If one thing can be extracted from BLK JKS’ (pronounced Black Jacks) debut, After Robots, it’s that this South African troop are mind-blowing musicians. Their live show is a storied revelatory experience built around a scorching brand of Afro-punk-tribalism that jack-knifes from heady prog to dub reggae in blinding, hairpin turns. And sometimes, the record sounds like that too. But sometimes the record sounds like Queensryche — which is an extremely difficult thing to write. Though take one listen to the screeching high-end fretwork of the 2-minute guitar solo rounding out “Molalatladi” and try to disagree. Follow it up with the falsetto vocals and rolling, minor-key acoustic fingerpicking of “Standby” and you’ll find that the record starts to drip with an unfortunate amount of proggish melodrama.

And yes, virtuosity is an inarguably impressive thing — and BLK JKS twist through it with a thousand times less pretension than say Maybe, The Mars Volta. But in the end, this is prog-rock: a showman’s universe.

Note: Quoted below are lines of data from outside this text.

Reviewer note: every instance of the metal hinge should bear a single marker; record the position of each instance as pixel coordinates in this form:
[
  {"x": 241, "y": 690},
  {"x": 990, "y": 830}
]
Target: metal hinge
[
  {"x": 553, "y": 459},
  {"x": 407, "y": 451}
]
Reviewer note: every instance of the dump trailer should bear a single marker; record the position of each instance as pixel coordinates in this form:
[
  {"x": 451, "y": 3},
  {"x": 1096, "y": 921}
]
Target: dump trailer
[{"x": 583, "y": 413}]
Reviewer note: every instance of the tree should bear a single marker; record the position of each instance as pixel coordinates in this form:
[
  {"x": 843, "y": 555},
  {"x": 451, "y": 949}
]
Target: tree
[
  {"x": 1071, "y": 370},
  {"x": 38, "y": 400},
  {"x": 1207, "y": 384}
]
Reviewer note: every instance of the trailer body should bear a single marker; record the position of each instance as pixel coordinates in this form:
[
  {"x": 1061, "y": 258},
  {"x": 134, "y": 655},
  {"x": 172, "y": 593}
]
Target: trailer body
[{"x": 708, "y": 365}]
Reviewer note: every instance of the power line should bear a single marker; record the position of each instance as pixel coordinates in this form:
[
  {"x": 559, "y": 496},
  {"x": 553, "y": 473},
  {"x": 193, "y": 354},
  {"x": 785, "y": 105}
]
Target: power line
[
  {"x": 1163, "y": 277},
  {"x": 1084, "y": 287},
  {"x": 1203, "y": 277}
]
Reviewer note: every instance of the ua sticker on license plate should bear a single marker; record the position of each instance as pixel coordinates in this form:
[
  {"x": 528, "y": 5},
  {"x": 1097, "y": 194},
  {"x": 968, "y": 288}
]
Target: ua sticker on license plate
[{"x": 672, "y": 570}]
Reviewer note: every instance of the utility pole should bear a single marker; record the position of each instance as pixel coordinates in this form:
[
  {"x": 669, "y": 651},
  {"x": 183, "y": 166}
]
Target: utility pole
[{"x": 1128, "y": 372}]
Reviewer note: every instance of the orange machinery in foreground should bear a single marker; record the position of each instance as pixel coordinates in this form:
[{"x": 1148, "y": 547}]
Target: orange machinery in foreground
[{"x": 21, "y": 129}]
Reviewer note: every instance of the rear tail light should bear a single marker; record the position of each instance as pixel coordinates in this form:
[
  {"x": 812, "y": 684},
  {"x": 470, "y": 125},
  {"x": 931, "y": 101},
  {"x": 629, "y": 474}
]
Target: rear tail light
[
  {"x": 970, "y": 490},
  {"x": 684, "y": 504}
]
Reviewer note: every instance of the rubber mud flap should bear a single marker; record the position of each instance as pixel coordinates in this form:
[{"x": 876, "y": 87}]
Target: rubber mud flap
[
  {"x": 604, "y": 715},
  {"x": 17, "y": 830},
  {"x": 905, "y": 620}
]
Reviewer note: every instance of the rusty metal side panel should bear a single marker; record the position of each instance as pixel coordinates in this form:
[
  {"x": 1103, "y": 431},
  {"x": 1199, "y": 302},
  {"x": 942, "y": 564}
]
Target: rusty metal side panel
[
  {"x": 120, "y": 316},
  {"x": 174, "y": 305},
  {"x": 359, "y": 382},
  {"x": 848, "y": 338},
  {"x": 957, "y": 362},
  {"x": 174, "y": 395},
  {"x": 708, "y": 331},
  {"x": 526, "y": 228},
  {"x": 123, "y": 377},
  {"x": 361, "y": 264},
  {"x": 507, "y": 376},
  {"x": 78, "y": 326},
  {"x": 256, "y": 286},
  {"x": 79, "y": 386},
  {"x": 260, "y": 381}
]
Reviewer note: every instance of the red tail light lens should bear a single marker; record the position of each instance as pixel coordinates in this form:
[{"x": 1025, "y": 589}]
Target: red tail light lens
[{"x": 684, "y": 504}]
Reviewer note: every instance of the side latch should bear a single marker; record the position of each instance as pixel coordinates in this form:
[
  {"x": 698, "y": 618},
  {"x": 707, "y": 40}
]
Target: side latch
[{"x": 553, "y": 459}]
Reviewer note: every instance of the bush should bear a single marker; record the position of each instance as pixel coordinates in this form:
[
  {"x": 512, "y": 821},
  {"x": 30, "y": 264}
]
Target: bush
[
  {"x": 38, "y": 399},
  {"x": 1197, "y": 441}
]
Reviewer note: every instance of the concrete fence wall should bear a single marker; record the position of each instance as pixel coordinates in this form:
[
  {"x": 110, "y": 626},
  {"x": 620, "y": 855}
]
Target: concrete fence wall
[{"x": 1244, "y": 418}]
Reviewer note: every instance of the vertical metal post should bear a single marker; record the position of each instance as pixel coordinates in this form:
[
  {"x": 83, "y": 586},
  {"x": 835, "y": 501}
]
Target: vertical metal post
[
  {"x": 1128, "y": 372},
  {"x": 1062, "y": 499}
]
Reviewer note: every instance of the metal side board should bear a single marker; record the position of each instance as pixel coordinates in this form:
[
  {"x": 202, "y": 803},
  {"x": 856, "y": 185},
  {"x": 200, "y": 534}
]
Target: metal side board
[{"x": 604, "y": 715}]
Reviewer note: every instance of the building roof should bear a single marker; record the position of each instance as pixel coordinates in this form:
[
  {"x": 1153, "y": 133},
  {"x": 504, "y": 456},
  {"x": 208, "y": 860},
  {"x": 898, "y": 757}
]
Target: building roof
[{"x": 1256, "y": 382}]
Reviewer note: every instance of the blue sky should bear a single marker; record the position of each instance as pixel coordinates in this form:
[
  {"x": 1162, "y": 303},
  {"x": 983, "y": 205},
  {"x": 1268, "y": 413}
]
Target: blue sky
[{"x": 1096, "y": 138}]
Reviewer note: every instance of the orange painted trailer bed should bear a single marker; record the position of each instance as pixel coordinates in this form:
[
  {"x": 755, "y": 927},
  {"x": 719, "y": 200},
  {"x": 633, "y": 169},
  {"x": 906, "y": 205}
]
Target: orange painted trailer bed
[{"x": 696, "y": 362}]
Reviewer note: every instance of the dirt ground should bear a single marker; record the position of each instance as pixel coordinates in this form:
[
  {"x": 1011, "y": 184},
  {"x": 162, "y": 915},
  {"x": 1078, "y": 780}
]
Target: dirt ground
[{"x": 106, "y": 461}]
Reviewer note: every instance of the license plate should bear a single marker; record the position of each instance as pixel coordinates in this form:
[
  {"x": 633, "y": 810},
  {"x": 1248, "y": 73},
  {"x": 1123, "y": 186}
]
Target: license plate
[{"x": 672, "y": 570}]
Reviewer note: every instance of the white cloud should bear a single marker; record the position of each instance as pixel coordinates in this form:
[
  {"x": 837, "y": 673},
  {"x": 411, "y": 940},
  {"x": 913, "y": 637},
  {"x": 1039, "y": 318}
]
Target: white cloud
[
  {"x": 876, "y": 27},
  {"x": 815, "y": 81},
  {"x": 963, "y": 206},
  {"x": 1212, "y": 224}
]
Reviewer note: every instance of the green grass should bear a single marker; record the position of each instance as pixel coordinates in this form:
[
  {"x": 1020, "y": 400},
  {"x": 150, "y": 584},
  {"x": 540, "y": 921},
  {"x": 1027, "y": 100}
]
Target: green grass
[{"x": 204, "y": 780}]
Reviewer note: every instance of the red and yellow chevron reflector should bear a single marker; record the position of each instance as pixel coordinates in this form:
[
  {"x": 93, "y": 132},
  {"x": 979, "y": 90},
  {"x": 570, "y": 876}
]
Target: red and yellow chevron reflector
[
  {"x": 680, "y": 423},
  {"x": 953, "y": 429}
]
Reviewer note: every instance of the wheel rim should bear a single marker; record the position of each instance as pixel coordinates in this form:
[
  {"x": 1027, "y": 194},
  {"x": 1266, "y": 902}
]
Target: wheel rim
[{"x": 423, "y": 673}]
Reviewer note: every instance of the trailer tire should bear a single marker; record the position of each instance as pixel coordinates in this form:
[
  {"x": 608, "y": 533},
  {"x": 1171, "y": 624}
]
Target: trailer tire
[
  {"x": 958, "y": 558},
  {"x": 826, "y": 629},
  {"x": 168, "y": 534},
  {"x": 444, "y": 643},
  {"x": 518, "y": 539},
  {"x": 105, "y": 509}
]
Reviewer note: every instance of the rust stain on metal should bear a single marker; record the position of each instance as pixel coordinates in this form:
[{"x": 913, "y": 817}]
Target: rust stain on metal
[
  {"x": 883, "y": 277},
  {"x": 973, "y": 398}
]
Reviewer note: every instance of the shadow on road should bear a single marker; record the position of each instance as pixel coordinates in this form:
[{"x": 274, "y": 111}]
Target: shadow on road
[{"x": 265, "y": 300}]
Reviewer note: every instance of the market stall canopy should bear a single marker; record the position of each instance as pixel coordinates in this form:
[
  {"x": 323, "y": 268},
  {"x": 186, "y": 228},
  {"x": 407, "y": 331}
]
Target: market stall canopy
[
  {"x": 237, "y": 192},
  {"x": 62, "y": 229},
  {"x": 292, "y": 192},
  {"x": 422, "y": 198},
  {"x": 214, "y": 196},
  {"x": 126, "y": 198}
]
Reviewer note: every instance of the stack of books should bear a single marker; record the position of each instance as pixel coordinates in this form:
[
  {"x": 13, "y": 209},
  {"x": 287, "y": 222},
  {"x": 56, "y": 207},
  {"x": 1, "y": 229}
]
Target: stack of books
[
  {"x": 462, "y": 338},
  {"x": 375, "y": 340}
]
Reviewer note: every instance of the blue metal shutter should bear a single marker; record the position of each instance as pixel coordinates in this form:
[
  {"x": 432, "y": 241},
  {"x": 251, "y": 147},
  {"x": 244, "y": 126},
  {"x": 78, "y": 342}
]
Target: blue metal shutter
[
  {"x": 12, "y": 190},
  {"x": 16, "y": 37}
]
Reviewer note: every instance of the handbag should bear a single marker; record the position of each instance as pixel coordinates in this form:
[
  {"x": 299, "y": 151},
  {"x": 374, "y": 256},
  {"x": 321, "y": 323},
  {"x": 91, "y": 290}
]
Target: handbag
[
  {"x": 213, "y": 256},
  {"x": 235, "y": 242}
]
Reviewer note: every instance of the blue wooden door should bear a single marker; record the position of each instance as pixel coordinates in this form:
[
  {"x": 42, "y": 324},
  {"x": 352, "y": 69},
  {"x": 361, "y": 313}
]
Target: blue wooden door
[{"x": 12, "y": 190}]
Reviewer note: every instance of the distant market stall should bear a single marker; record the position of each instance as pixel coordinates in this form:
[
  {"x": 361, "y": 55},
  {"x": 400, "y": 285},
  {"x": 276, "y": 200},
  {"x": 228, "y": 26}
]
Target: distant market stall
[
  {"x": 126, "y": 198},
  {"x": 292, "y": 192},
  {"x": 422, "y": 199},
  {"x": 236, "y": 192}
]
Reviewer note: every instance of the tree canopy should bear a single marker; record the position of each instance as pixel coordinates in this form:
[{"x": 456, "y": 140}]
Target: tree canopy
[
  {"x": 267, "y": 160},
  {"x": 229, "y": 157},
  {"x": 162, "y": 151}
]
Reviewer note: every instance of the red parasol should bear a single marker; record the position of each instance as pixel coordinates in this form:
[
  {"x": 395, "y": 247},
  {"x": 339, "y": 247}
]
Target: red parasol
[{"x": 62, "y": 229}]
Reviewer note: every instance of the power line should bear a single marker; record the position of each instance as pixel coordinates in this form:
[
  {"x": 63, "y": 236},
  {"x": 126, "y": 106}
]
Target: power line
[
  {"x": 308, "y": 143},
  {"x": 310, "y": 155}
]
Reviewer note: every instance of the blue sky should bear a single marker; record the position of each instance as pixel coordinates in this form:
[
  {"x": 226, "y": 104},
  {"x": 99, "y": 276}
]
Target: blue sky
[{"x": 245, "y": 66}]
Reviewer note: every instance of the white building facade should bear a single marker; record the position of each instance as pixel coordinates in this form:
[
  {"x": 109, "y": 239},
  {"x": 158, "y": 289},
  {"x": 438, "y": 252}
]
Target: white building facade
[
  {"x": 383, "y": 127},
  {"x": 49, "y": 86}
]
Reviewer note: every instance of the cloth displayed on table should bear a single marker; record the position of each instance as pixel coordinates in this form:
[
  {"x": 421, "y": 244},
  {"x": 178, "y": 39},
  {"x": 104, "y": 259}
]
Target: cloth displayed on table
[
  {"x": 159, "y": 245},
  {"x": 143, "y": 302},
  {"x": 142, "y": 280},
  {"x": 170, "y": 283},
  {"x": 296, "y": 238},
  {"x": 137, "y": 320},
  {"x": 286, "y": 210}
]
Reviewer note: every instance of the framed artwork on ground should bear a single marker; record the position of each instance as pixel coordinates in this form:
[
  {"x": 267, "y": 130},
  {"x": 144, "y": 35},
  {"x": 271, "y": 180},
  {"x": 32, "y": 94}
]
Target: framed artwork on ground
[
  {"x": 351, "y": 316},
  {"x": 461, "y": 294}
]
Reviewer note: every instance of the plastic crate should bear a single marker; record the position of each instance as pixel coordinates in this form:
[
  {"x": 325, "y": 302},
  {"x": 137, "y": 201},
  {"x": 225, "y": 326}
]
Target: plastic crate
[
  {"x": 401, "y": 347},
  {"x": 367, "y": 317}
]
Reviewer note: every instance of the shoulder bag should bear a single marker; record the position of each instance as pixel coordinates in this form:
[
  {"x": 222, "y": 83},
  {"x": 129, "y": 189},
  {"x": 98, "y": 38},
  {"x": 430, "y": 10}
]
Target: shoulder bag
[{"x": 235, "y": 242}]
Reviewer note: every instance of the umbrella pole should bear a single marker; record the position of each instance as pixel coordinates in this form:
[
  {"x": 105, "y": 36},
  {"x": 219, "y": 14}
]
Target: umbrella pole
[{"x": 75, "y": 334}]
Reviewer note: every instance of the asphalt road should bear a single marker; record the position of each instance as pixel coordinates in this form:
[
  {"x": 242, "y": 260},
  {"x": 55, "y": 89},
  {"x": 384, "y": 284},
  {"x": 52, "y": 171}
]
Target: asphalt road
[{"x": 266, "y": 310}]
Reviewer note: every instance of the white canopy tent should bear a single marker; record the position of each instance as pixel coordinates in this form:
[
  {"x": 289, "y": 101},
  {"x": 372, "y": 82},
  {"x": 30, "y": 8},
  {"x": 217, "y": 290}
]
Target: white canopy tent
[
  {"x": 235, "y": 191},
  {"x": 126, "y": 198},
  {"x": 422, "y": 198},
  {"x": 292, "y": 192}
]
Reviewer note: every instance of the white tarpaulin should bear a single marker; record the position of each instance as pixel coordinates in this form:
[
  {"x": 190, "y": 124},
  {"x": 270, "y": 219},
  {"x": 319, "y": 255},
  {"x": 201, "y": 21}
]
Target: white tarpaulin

Dizzying, frenetic poly-rhythms bleeding out of Rocksteady chug is a fancy trick, no doubt. All smoke, drift and then flash spun up in a worldly mysticism we’re most certainly not accustomed to. It’s a promising thought to know there are musicians this deft and so easily able to push themselves through so many sonic boundaries at once — but in the end, the overt and ultimately, stifling seriousness surrounding it proves to be the largest boundary BLK JKS stand before.